Inquiry about proofs involving families of sets
This post does not concern a particular problem or exercise, but instead a peculiarity (for me) in one genre: proofs involving families of sets (that is, sets containing sets as elements). I have noticed that in some statements of theorems which involve families of sets, the hypothesis includes " let F and G be families of sets," whereas in others, the hypothesis is slightly altered to: "let F and G be nonempty families of sets." I have included two theorems (which I have already proven) as examples of this:
1. Suppose F and G are nonempty families of sets. Prove that U(F U G) = (UF) U (UG).
2. Suppose F and G are families of sets. Prove that U(F ∩ G) ⊆ (UF) ∩ (UG).
The difference obviously regards some property about the empty set.
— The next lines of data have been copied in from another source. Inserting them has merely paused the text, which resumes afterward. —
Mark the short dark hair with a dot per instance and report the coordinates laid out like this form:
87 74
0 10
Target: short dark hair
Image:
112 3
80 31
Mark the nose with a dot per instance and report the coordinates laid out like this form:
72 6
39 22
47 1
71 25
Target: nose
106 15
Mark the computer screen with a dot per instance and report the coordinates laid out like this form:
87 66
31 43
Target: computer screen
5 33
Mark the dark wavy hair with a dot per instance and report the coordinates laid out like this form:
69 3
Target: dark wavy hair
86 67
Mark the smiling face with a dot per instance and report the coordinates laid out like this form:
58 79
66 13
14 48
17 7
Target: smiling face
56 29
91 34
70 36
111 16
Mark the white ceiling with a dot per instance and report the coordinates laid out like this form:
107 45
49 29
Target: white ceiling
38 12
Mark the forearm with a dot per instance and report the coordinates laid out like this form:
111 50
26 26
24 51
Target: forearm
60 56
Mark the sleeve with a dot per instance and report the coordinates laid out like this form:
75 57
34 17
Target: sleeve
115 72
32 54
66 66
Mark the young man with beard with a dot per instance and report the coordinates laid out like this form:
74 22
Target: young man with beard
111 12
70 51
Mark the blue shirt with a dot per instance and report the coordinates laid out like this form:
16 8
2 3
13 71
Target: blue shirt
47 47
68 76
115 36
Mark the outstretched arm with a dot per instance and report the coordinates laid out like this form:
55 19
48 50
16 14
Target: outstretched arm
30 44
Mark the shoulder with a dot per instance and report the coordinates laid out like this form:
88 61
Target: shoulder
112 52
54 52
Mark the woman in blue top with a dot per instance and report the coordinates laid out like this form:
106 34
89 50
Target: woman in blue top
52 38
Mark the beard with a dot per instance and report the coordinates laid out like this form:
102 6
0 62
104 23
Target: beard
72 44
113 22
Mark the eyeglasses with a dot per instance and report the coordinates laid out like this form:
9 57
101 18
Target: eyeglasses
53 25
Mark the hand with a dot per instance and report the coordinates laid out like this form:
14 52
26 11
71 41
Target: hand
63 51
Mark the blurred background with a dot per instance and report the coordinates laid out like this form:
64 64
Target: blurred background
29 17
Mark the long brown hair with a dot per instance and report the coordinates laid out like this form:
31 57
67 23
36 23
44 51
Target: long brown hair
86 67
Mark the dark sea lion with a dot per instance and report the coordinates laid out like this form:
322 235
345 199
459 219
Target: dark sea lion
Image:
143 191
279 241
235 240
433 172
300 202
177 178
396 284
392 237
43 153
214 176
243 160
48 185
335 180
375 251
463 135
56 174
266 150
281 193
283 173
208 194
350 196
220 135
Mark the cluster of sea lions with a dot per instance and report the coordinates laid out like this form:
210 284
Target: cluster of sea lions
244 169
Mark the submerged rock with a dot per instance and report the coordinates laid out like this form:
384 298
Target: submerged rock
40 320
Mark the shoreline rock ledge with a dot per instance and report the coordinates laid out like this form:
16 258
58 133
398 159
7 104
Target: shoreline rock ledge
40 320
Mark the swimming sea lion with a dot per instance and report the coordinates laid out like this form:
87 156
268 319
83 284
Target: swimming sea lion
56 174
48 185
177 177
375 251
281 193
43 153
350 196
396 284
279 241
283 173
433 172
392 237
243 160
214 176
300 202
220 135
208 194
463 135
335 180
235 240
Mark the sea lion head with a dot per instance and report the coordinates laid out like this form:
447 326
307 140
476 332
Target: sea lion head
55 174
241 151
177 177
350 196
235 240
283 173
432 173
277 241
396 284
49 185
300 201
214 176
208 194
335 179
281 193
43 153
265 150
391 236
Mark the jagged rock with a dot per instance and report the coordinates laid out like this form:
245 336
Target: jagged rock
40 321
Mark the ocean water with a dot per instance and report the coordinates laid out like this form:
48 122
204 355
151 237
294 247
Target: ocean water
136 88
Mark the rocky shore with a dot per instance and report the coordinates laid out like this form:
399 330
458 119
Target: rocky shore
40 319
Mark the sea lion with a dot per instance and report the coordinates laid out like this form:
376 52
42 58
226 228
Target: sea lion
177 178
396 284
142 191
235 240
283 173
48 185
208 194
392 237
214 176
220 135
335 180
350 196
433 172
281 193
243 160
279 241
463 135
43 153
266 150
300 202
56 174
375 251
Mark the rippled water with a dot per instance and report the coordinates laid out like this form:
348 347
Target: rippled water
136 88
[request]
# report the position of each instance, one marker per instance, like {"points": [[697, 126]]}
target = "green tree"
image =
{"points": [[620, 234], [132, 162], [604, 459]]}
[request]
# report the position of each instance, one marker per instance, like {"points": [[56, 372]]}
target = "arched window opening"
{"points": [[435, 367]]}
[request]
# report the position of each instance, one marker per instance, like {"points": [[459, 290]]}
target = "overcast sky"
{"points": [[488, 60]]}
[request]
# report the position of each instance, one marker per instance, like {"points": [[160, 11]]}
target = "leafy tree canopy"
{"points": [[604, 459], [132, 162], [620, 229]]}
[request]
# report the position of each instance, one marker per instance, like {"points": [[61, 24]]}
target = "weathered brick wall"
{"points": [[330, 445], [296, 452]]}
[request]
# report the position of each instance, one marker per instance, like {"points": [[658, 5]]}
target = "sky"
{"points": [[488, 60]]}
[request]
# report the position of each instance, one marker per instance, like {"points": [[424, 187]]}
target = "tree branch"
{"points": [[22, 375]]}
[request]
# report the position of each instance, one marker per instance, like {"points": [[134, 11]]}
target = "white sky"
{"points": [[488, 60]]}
My original thought was that being nonempty allowed for the assertion of F or G containing some set- which arises during the course of the proof of 1. That is, x ∈ U(F U G) means there is some A ∈ F U G for which x ∈ A. But then, however, i noticed that the proof of theorem 2. also asserts the existence of some set which is an element of F (and G), without the "nonempty" portion of the hypothesis being present. Could this simply be a mistake on the part of the author, or am i missing a notion here?
Re: Inquiry about proofs involving families of sets
By definition, x ∈ ⋃F iff there exists an A ∈ F such that x ∈ A. Therefore, ⋃∅ = ∅. So, both claims above are true regardless whether F and G are empty. On the other hand, x ∈ ⋂F iff for all A ∈ F it is the case that x ∈ A. If there is an assumed universal set U, then ⋂∅ = U. However, in general ⋂∅ is not defined because there is no set of all sets. Thus, the claim ⋂(F ∪ G) ⊆ ⋂F ∪ ⋂G makes sense only for nonempty F and G.
One guess why the first statement in the OP requires nonempty sets is that the author knew that either general intersections or general unions are not defined for empty families but did not want to remember which one is not defined.